MAG had been in Lebanon for six years clearing land mines but the priority switched to unexploded cluster bombs after the July-August war because they pose an immediate danger to people wanting to return home, said Dalya Farran, media officer for the Mine Action Coordination Centre in the coastal town of Tyre.

MAG's four teams will be backed up beginning Thursday by 19 Iraqi bomb disposal experts, said Sean Sutton, a MAG spokesman.

Farran said the Swedish Rescue Services Agency also has two bomb disposal teams in Lebanon and the British organization Bactec is about to begin work.

During the war, Israel fired hundreds of artillery shells each containing nearly 200 individual munitions like the one that Masche disarmed on the roof.

At least 60 people have been killed or wounded since the ceasefire, Farran said, including one hurt Wednesday in the town of Nabatiye.

Part of the problem comes from villagers who decide to clean up the munitions themselves, says Masche, technical field manager for his nine-man team.

Farran said at least 375 cluster bomb sites have been found in south Lebanon.

"On average we are locating 30 new locations every day," she said. "So you can see it's a huge problem we are facing."

Masche has found so many of the American-made M-42 cluster munitions that he named them "bomblet of the month" on his personal website, which he uses to educate others.

"Basically when I'm on a mission and I find something interesting, I make a short description," he says before disarming an M-42 canister in the courtyard of another house. The bomblets came from a 155-millimetre artillery shell, he says.

At the home of Mohammed el Sakka, Masche takes care of three more bomblets. To show their appreciation, the family serves the MAG team juice and pomegranates.

"They want to help the people in the village," Sakka says. "They are doing good work."

Except for the threat that lingered from unexploded cluster bombs, his house, like many others in the cosy village of narrow streets and fruit trees, appeared virtually unaffected by the bombing.

Yet few people appear to be living in Sultaniye, where scattered homes were reduced to rubble.

Masche wears no protective gear, only his brown T-shirt with a MAG logo, dusty desert boots, a goatee, rose-tinted sunglasses and a floppy hat over his shaved head.

"We try to mop up a village in two to four days," he says.

Asked what goes through his mind when he disarms a bomblet, Masche says, "The technology. I think about what I'm doing."

In 14 years he has never had an accident, and he says he maintains a respect for the material he works with.

"When you start thinking that nothing can possibly happen to you, that's when you start to make mistakes," he says. "I'm scared of electricity because I don't understand it.

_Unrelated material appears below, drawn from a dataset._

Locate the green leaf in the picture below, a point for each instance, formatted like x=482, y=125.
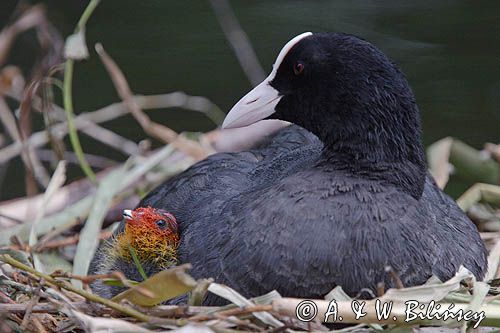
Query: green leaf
x=163, y=286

Bombs, I do understand, so there's a difference."

Masche says he finds satisfaction in helping people to get on with their lives -- and saving them from the torment of living without limbs.

"That's why I'm doing it."

In the late afternoon, it is time to destroy the bomblets in Masche's bag.

He works for more than an hour preparing a demolition site beside a tree in a valley below the town, whose silence is broken by thunderous blasts from over the hills, where other demolition teams are at work.

A siren sounds a warning.

There is a flash of fire. A cloud of dust. And a cracking sound that hits you in the chest.

Sultaniye just became a little bit safer.